Calm and cool under pressure, Tommy negotiates his way out of the chair and gets the contract signed. In the second episode, he avoids annoying hospital surgical work by using a pocket knife to saw off the end of a half-ripped pinkie. All in a couple days of work for Tommy, a brilliant oil company janitor $500,000 in debt and giving the rest of his sanity to an ex-wife (Ali Larter, slicing scenery) he still loves and a daughter (Michelle Randolph) stuck inside her own teenage wasteland.
In order to pull a guy like Tommy off, Sheridan and company needed an actor who can make chaos seem sexy and give off a cowboy-type intensity. Thornton was the right man for the job, because he leads with grit and attitude instead of classic leading man chops. In the same way he dazzled on Prime’s Goliath as a burnt out yet brilliant lawyer taking on huge cases that seem insurmountable, Thornton effortlessly slips into Tommy’s unkempt yet loyal and useful skin.
Oil honchos like Jon Hamm’s suit need someone willing to run into a blowout on an oil patch to shut off the gas line so three bodies can stop cooking. A Swiss army knife that can keep the profits moving by maintaining the local police, politicians, and common messes that come up, like the aforementioned blowout. Another wrench in the operation is Norris’s young son starting on an oil patch, against his father’s wishes due to the volatile situations that workers find themselves in on every shift.
Sheridan gets the visceral nature of those everyday lives for the gritty disposable humans who risk life and limb (and make a good salary if they live long enough) to keep one of the world’s greatest (and still highly desirable) assets flowing.
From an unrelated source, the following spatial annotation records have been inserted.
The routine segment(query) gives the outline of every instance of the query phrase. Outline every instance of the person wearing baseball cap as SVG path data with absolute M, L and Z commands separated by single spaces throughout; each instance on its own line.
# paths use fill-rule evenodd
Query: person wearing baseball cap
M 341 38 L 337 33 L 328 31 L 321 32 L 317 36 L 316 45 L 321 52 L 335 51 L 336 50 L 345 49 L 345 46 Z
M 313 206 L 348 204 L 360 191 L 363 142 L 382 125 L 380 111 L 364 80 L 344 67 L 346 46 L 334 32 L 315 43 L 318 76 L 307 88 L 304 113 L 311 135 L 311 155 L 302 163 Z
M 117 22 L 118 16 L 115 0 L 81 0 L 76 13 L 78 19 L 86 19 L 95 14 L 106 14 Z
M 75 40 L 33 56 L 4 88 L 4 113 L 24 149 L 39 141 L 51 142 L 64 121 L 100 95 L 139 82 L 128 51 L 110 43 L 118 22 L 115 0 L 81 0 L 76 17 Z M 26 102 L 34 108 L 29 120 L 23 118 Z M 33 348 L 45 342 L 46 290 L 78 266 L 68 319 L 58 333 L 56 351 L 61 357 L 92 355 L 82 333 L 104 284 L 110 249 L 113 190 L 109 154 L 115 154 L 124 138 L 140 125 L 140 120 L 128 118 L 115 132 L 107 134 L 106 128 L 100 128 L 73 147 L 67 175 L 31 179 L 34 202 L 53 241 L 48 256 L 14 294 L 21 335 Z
Like he did with the ranch hand cowboy life on Yellowstone, he instantly installs an authenticity into Landman that makes it even more compelling.
Hamm and Demi Moore, along with Michael Pena and Sheridan regular James Jordan, all put in good work. The show runs on Thornton fuel, though. It’s his virtuoso performance that keeps the tough guy show pumping on all cylinders. You get the unfiltered Billy Bob rage and rants. Inside 20 minutes, we find his everyday anti-bliss hard to turn away from. It’s Thornton who plugs you into Sheridan’s genius here. If you think you have problems, watch Landman and see how bad Tommy has it.
Thanks to an already Emmy award lock performance from its leading man (and longtime proud Cardinals fan) Billy Bob Thornton, Sheridan’s Landman is very much worth your attention every Sunday night.
After all, how many shows have a Cardinals and Blues fan among the top leads of the cast?